I tried to hold back my question, thinking what if he doesn't want to talk about it, "Abbas" I attempt to stop myself, he stares down at me

"you don't have to answer but I'm curious, why don't you eat khat?"

"do you like it?" he shifts, adjusting his posture

"no, I hate it but I just wanted to know since almost all men do it"

his eyes fell on mine and his grip got tighter "I don't think that all men do it, me and Ali both made a deal that neither of us would ever eat khat."

"did he keep his deal?"

"I don't know, that day my father was mad enough that I didn't bring the khat, I didn't realize when I was fighting that the money fell out of my pocket and Ali offered to give me the khat but I knew he wouldn't be let off easy with his dad."

"and were you let off any easier?"

he let out a sigh, "I like to think that I was, I never got to see him again. When I asked about him one day, they told me he and his father left, some said they went to Eden others didn't care because the other khat dealers at the souk had better khat."
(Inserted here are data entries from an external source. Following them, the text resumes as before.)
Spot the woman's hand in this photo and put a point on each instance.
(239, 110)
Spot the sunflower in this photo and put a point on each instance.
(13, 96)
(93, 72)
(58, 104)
He stops talking and we fall silent again. He rarely talked about his father but from his stories, it seemed like it's better not to know. I looked up at him again and he wasn't watching the moon anymore, he was watching the little kids running around. I couldn't decipher the look on his face, I wondered if he wanted kids or maybe he doesn't. 

the little kids get in a fight and the little girl starts crying. Their brother breaks the fight between them, taking the little girl in his arms and holding the boy's hand taking them inside. 

what was he thinking about? he looked like he was recalling something or yearning for something

Before I could say anything, he pulls me in, turning me to face the door hastily. "You might catch a cold, we should head inside, plus it's time for isha, we should get ready to pray."  



(khat--> is a leafy green plant that contains stimulants, it's grown in Yemen. It's considered to be a drug, some say it's like coffee others say it's like narcotics. In Yemen kids ages 6 and over, eat it.)